Titanium alloy additive manufacturing is one of the disruptive technologies in the manufacturing industry, and titanium alloy products serve as critical materials for national defense equipment such as aircraft and missiles. During production and service, titanium alloy products are susceptible to surface defects such as cracks and scratches caused by harsh external environments. If such defects are not detected and addressed promptly, they may lead to serious consequences. Therefore, surface defect detection for titanium alloys is an important task. However, current detection methods suffer from low efficiency and several other limitations, including difficulties in deployment on terminal devices. To overcome these shortcomings, this paper proposes Titanium-YOLO, an improved surface defect detection algorithm for titanium alloys based on the YOLOv10n model.

To improve the YOLOv10n base model, key literature was reviewed to identify its fundamental network structure, which comprises the backbone, neck, and detection head. It was determined that developing an efficient detection algorithm relied on multifaceted lightweight improvements to this base structure. Guided by convolutional neural network principles, DualConv was introduced to replace certain standard convolutions in the backbone, and the traditional C2f module was replaced by the C2f-DualConv module. In the neck, the SlimNeck structure was adopted for lightweight enhancement, incorporating key lightweight modules such as GSConv and VoVGSCSP. For the detection head, the lightweight litehead replaced the traditional v10Detect, where DWConv and SPConv substituted standard convolutions to reduce module redundancy. Finally, using a self-constructed titanium alloy dataset and existing laboratory experimental conditions, ablation experiments were conducted to evaluate the performance of each improved module, alongside comparative experiments evaluating the Titanium-YOLO algorithm with mainstream YOLO algorithms.
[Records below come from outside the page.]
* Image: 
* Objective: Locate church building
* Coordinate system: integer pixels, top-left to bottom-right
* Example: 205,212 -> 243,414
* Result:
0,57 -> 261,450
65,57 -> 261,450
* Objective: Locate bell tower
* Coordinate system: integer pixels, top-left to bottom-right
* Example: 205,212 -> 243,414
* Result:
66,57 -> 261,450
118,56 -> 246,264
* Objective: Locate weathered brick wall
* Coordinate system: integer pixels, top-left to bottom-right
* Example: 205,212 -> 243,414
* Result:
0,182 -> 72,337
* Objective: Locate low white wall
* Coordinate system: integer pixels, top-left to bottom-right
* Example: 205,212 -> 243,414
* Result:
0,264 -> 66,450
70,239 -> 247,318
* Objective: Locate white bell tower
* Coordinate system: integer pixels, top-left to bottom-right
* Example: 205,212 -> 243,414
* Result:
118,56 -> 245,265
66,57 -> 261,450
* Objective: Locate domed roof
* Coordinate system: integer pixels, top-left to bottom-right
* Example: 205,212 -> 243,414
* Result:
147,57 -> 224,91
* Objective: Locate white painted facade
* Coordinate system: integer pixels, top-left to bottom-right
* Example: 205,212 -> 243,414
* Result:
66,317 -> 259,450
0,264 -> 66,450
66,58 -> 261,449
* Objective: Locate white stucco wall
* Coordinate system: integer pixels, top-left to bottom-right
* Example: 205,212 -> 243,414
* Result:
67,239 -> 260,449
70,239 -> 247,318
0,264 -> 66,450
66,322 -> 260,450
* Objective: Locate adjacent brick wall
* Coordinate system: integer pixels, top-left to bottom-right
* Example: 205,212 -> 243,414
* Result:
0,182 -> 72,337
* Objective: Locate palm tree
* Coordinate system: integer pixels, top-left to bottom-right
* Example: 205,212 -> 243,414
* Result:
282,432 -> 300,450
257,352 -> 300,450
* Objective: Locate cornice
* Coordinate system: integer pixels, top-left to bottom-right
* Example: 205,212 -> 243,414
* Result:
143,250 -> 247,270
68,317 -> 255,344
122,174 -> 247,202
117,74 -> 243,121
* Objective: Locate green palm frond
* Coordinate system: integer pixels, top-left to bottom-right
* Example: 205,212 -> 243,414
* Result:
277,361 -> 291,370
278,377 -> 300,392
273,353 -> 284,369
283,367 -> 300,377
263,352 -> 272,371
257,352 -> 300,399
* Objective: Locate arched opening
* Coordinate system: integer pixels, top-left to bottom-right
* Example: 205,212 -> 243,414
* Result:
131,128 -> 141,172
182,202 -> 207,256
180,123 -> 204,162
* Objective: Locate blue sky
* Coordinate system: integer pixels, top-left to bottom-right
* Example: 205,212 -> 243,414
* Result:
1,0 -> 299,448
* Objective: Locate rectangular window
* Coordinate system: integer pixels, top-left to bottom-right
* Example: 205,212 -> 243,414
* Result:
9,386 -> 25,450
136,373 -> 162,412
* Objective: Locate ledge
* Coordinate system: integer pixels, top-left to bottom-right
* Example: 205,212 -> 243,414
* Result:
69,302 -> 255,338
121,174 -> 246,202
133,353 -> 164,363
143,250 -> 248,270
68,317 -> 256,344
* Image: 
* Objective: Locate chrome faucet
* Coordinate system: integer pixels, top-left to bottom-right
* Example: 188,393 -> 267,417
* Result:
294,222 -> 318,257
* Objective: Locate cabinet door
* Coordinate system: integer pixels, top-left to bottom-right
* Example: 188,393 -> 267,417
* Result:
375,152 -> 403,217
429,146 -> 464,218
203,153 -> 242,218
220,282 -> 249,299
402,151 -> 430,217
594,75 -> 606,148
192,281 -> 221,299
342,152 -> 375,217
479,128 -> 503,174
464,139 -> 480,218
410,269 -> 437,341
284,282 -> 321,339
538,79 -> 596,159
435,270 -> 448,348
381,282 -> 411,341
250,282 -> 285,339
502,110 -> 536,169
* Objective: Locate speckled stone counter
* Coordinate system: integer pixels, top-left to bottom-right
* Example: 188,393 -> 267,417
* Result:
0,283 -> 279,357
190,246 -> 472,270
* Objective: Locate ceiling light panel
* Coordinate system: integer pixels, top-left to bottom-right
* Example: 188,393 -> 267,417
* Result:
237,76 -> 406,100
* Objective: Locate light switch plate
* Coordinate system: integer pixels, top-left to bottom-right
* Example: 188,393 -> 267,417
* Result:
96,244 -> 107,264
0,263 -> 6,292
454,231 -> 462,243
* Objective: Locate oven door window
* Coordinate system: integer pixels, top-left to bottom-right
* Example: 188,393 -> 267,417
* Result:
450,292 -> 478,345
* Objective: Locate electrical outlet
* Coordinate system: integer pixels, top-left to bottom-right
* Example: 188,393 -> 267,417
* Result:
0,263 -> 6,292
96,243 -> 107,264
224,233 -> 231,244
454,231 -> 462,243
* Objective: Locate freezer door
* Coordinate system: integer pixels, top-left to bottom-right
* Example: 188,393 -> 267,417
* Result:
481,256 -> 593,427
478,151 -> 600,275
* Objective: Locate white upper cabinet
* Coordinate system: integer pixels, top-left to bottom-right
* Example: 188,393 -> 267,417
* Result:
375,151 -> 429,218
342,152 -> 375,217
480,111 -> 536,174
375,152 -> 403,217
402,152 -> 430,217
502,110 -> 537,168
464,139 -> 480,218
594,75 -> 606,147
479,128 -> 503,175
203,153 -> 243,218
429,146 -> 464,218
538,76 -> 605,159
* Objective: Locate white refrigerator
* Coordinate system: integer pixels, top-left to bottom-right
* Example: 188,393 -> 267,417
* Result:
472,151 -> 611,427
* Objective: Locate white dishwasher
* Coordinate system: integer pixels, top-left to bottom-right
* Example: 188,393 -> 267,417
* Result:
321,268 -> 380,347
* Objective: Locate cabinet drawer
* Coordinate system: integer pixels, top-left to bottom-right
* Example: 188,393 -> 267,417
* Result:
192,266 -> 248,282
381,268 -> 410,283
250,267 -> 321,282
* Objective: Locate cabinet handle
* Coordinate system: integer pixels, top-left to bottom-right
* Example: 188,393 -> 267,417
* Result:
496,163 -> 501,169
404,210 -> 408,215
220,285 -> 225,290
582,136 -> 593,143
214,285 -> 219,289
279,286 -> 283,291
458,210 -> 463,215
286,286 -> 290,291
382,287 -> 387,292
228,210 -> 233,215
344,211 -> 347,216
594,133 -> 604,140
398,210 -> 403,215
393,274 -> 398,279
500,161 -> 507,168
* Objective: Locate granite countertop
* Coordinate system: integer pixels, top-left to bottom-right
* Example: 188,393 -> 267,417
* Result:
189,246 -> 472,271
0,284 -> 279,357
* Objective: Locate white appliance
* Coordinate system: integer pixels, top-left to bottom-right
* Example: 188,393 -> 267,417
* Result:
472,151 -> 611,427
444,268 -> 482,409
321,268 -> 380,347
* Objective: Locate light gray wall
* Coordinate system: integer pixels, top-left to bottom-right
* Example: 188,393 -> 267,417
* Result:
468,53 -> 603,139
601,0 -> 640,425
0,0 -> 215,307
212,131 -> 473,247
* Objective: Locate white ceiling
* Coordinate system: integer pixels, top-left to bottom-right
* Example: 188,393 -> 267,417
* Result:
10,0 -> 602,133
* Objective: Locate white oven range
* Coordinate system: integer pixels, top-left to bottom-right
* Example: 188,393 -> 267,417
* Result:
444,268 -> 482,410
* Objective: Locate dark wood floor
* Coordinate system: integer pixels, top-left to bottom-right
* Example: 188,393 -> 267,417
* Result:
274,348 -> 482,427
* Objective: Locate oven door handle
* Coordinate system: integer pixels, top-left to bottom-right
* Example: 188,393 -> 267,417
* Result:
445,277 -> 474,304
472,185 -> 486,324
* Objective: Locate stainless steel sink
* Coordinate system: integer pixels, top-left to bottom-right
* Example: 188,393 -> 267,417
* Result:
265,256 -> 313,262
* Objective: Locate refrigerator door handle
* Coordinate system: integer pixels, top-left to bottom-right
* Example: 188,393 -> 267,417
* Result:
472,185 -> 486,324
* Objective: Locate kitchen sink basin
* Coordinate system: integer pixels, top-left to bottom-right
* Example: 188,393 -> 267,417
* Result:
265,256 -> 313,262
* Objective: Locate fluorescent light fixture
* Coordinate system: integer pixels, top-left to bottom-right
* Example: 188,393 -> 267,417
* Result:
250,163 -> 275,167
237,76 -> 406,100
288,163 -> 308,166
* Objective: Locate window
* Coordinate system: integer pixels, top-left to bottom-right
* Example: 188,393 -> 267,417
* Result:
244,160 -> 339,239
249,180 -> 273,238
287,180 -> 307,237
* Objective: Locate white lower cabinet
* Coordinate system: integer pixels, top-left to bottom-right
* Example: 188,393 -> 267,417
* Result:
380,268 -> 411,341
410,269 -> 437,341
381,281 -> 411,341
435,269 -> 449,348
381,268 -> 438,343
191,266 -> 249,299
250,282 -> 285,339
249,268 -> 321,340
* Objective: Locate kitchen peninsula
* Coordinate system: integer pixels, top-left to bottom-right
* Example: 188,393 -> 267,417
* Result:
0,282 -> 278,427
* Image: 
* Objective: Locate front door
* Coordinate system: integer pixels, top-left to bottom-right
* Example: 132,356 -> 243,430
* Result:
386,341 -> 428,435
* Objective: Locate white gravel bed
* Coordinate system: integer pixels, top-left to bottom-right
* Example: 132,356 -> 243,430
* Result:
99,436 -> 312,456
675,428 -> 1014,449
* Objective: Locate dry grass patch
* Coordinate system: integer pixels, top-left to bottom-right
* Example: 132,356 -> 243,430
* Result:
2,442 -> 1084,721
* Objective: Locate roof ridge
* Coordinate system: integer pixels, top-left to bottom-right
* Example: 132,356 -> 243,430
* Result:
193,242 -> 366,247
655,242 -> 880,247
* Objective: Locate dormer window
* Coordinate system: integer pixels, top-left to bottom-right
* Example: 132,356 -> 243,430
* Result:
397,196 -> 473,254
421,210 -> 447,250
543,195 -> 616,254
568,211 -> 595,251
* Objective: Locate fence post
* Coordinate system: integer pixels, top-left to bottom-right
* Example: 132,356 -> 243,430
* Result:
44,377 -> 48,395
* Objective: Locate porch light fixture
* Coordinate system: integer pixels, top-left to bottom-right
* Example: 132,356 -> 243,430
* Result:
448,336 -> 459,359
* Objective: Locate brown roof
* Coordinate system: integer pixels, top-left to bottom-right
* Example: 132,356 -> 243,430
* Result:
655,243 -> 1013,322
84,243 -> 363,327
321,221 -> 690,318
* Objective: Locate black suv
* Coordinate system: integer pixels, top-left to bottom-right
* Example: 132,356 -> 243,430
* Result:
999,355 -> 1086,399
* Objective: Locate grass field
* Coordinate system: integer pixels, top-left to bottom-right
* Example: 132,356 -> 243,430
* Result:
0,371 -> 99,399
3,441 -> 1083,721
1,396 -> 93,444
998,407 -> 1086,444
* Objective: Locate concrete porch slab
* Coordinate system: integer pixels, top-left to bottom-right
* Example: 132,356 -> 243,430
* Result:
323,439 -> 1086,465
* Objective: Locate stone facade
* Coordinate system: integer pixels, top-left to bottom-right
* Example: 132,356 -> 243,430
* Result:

Results of the ablation experiments (Table 4, Fig.13) and comparative experiments (Table 5) demonstrated that the improved Titanium-YOLO model had 2.6×106 parameters, a reduction of 3.7% compared to the baseline model, and a computational cost of 7.3×109, which was 13.1% lower. Meanwhile, the improved algorithm achieved a mean average precision (mAP) of 99.0% on the self-constructed titanium alloy dataset, surpassing the baseline by 2.4 percentage points. Furthermore, compared with mainstream YOLO algorithms such as YOLOv5, YOLOv7, and YOLOv8, the improved Titanium-YOLO algorithm demonstrated higher accuracy and a more lightweight design.

Timely detection of surface defects in titanium alloys is crucial to ensure component safety and prevent serious incidents. Nonetheless, current detection technologies suffer from low efficiency and challenges in deployment on terminal devices. This paper proposes a lightweight Titanium-YOLO detection algorithm, improved from YOLOv10n through the comprehensive integration of DualConv, the SlimNeck structure, and the litehead module. Experimental results show that the Titanium-YOLO algorithm achieves a mAP of 99.0% on the self-constructed titanium alloy dataset, with the number of parameters and computational cost reduced to 2.6×10⁶ and 7.3×10⁹, respectively. The improved algorithm significantly outperforms the baseline and other mainstream models, offering higher accuracy, smaller model sizes, lower computational cost, and simpler deployment. Future work will focus on continued iteration and optimization of the algorithm, with practical implementation and deployment of detection equipment becoming a key research focus.